11:30am CEST / 10:30am BST MEET.COOP MAIN MEETING ROOM

I agree with @osb that Governance != Marketing/Sales/Strategy. On the latter, I feel I am mostly in-line with @decentral1se and the resources he shared, but that should not be the focus of tomorrow’s meeting.

For tomorrow, I propose that we start with a modest goal, to come up with one or more options about the following, which we can try to adopt at our weekly meeting:

There have been some email threads going around, sharing resources and early thoughts ahead of the meeting. I feel those conversations are better had on here, so I am sharing some of my thoughts:

I agree that while figuring out Meet.coop service offerings is important as it is something concrete and core to our sustainability, but we more urgently need to codify how our multistakeholder group makes decisions, share work and profits, and the level of transparency we want to commit to.

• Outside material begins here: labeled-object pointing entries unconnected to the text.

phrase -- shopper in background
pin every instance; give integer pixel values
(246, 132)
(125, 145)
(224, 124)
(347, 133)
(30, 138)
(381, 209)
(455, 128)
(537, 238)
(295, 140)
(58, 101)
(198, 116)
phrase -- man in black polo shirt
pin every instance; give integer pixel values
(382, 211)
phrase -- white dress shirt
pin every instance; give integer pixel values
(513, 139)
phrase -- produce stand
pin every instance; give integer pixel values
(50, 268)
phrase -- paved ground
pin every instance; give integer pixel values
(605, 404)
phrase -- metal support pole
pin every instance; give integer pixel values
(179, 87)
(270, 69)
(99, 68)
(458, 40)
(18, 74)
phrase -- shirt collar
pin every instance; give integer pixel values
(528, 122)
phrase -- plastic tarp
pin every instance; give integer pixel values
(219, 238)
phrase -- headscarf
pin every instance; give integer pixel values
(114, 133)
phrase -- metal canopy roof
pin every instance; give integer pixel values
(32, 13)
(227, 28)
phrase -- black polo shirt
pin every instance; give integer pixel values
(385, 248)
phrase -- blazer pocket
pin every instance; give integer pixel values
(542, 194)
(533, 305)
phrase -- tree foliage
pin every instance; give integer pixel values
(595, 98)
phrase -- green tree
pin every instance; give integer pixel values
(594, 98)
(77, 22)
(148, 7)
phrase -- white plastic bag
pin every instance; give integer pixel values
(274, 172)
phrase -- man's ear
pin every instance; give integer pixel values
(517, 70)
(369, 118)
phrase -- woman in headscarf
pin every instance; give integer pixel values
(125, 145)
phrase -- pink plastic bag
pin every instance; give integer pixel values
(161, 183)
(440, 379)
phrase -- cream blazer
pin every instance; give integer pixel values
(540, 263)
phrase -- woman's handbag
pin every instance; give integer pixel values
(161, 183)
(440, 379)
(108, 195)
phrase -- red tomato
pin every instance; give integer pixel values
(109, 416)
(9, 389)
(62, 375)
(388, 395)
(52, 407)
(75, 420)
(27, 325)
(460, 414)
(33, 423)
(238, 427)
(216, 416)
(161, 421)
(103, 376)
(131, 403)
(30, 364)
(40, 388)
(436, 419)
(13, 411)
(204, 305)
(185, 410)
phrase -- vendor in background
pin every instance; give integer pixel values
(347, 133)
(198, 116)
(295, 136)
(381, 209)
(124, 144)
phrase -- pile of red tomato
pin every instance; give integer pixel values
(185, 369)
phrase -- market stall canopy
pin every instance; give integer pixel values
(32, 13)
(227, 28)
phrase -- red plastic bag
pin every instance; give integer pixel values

There is a lot of potential for small local organizations, cooperatives or otherwise, to collectively maintain digital services that otherwise would be hard to provide reliably as a single small org. BBB is one example, community networks as ISP is another (Guifi.net as a multistakeholder example), and I look forward to drawing from previous practices and lessons to build our own commons governance for Meet.coop.

Some thoughts on organizational values and how they may be expressed through our organizational structure, internal processes, and external communications:

[…] how Meet.coop expresses our approach to technology, as a practice vs. as a consumption. Are users participants or consumers?

If we directly copy from what collocall offers to their users, then we aren’t signaling our intentions to engage users as participants. On the other hand, as in the case where "traditional leftist background found it hard to simply change their ways of practicing politics overnight”, it is hard for those who want alternatives to Zoom to all of a sudden learn about cooperative membership in order to hop on a reliable videoconference call. I’d like us to strike a balance, where we make sign-up really easy, but at the same time allow for paths for anyone to meaningfully participate in decision-making if they want.

What Luke says here seems like a good starting point: Governance Model - #12 by decentral1se

I think if we can formally codify and socialize how decisions are made by this week’s “everyone meeting”, we have made a huge step forward. We can then set up recurring meetings for the Governance group to work on the other problems, at a more Toronto friendly time :smiley:

I had thought that tomorrow’s meeting was a small group - Wouter, Ben, me - to hack something to bring to Thursday. But, if numbers are piling in to
11:30am CEST / 10:30am BST https://ca.meet.coop/b/wou-cyy-wpt
then here is the rough hack that I made for tomorrow.

It contains some numbers (eg fair use) that are just illustrative, not yet synched with @chris posting above. And there are too many elements posted above to have been able to check whether all are implied in this draft. Thus, view the draft as an attempt to scope the range of governance matters, rather than to focus down on or synthesise a specific proposal yet.

The draft ranges wider than classes of accounts and convenience of the front end for sign-up - which are urgent matters but far from the end of the story. Much of this rough hack derives from the Open2020 conference, including the 12jun session on governance of tool infrastructure, which @wouter ,@petter , @osb and I contributed to.

In the rough hack on governance matters there are some thoughts on individual as well as organisational membership of meet.coop, and the possibility of a ‘crowdfunding’ solidarity relationship for individuals with meet.coop, as ‘funder-contributors’ in a multi-stakeholder assembly.

Notes from our June 23 meeting. @wouter will draft up membership conditions (join, leave, rights, etc.) and current member list on wiki, and @mikemh will make visual representation of it, that we hope to bring to Thursday meeting to discuss.

We are also leaning towards having a dedicated thread where important “official decisions” can be made asynchronously, with sufficient lead time to discuss, and reflect voting rights of the federation’s membership. Also to be discussed on Thursday.